Tropical Chill Corp. v. Pierluisi Urrutia
3:21-cv-01411
D.P.R.Jan 17, 2022Background
- Plaintiffs (Tropical Chill Corp. and four individuals) challenged Puerto Rico Executive Order 2021‑075 (EO75) and Health Regulation 138‑A, which impose vaccination/testing requirements for employees, contractors, patrons of many businesses, and require proof of COVID‑19 vaccination for certain health certificates.
- EO75 options: present proof of full vaccination, submit to periodic testing (usually weekly for employees; 72‑hour test for patrons), or show recent infection/recovery; some sectors may operate at 50% capacity instead of checking status. Regulation 138‑A conditions certain health certificates on COVID‑19 vaccination, with medical and religious exemptions only.
- Plaintiffs sued under 42 U.S.C. § 1983 and federal statutes, asserting substantive due process, privacy, economic liberty/property claims; Ms. Vega raised a RFRA claim; plaintiffs also asserted supplemental Puerto Rico constitutional claims.
- The court held an evidentiary hearing (Dec 2021), received expert testimony and exhibits, and recommended denial of the motion for a preliminary injunction.
- The court found jurisdictional defects (standing/ripeness) as to some claims, applied Jacobson/rational‑basis scrutiny for the non‑fundamental claims, and concluded the mandates were rationally related to the public‑health interest.
Issues
| Issue | Plaintiff's Argument | Defendant's Argument | Held |
|---|---|---|---|
| Standing / Ripeness | Plaintiffs (e.g., J. Vega, Matos) say mandates cause concrete economic and property harms (lost customers, threatened health certificates). | Defendants say some plaintiffs lack concrete present injury (Vega invoked Fifth, Matos still holds a certificate) or issues are speculative. | Court: Vega failed to show injury in fact for economic claim; Matos' challenge to future certificate is unripe. |
| Substantive due process (bodily integrity, privacy, economic liberty) & standard of review | Plaintiffs urge heightened scrutiny for bodily‑integrity/medical‑choice/privacy burdens and that mandates are arbitrary and overbroad. | Defendants urge Jacobson/rational‑basis review for non‑fundamental rights and that measures are rationally related to preventing COVID‑19 spread. | Court: Right to refuse vaccination is not a fundamental right requiring heightened scrutiny here; Jacobson/rational‑basis applies. EO75 and Reg. 138‑A are rationally related to public‑health goals and not arbitrary/oppressive. |
| RFRA (Ms. Vega) | Vega claims a sincerity‑based complicity objection to verifying vaccination/testing as violating her religious exercise. | Defendants argue EO75 permits alternatives (accept negative test) and that testing is a less‑restrictive means to protect public health. | Court: Vega showed sincere objection to vaccination but not to testing; RFRA fails because requiring tests (rather than vaccination) is a less‑restrictive means. |
| Puerto Rico Constitution / Delegation & criminal penalties | Plaintiffs contend the Governor lacked authority under Puerto Rico law to issue EO75, that delegation to Governor is unconstitutional, and criminal penalties exceed statutory authority. | Defendants cite 25 L.P.R.A. §3650 and §3654 delegating emergency regulatory power to the Governor and authorizing penalties during emergencies. | Court: Statute’s plain text authorizes the Governor to issue emergency orders; delegation upheld as permissible in emergency context and statutory penalty provisions apply. |
Key Cases Cited
- Jacobson v.

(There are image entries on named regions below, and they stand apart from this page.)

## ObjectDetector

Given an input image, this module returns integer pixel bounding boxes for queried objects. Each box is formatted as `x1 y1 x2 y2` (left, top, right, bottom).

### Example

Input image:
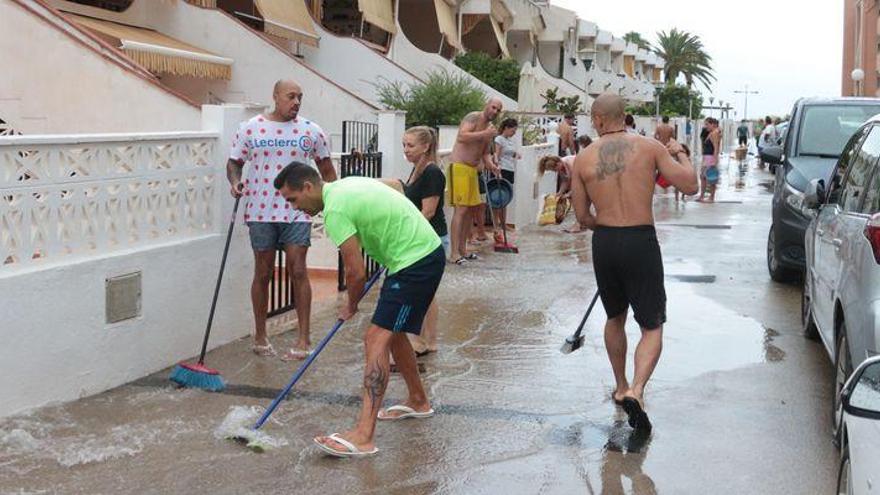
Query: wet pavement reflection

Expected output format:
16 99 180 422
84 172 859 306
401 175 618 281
0 158 836 494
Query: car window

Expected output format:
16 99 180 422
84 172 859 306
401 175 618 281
826 126 872 203
798 104 880 156
838 125 880 212
862 165 880 215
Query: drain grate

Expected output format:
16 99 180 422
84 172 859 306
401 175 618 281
657 223 733 230
667 275 716 284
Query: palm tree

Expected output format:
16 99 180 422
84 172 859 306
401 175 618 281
623 31 651 50
654 28 715 88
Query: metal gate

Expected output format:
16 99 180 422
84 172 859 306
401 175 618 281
337 152 382 291
342 120 379 153
268 249 296 317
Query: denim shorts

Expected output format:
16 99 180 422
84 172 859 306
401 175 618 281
247 222 312 251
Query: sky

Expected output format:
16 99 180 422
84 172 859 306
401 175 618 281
551 0 843 118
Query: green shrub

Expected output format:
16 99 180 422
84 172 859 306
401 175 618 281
377 71 486 127
627 84 703 119
541 87 584 115
454 52 520 100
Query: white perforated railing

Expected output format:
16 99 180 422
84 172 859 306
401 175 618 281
0 132 222 272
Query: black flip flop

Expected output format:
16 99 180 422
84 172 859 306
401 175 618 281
621 397 651 433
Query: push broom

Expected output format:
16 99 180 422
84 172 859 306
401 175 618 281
170 196 241 392
560 290 599 354
227 268 385 452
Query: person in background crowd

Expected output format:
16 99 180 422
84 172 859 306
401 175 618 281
557 113 577 156
493 119 522 244
226 80 336 360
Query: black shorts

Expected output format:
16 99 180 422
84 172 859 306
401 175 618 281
593 225 666 329
372 246 446 335
501 170 513 184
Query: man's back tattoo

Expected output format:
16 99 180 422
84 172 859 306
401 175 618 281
597 139 632 180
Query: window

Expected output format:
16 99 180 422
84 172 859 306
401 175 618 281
838 126 880 212
862 163 880 215
825 126 872 203
797 104 880 158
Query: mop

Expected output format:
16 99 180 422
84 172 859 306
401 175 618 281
560 291 599 354
169 196 241 392
223 268 385 452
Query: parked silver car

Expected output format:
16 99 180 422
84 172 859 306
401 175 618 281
837 356 880 495
794 116 880 441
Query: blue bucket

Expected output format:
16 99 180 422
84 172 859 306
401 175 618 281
486 177 513 209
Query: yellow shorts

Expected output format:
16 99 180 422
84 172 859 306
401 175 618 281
448 163 482 206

Massachusetts, 197 U.S. 11 (1905) (upheld state compulsory vaccination authority and articulated deferential review for public‑health measures).
- Roman Catholic Diocese v. Cuomo, 141 S. Ct. 63 (2020) (COVID‑era decision applying strict scrutiny where restrictions targeted religious exercise).
- Burwell v. Hobby Lobby Stores, Inc., 573 U.S. 682 (2014) (RFRA framework: substantial burden, compelling interest, least‑restrictive means).
- Lujan v. Defenders of Wildlife, 504 U.S. 555 (1992) (standing requirements: injury in fact, causation, redressability).
- Washington v. Glucksberg, 521 U.S. 702 (1997) (careful‑description test for fundamental rights in substantive due process).
- Mazurek v. Armstrong, 520 U.S. 968 (1997) (preliminary injunction is an extraordinary remedy; movant bears heavy burden).
- Does 1‑6 v. Mills, 16 F.4th 20 (1st Cir.) (COVID‑19 context recognizing limits of Jacobson but applying deference to public‑health measures).
- Box v. Planned Parenthood of Indiana & Kentucky, Inc., 139 S. Ct. 1780 (2019) (state need not draw a perfect line; rational means suffice).
- Gundy v. United States, 139 S. Ct. 2116 (2019) (non‑delegation doctrine discussion; intelligible principle standard).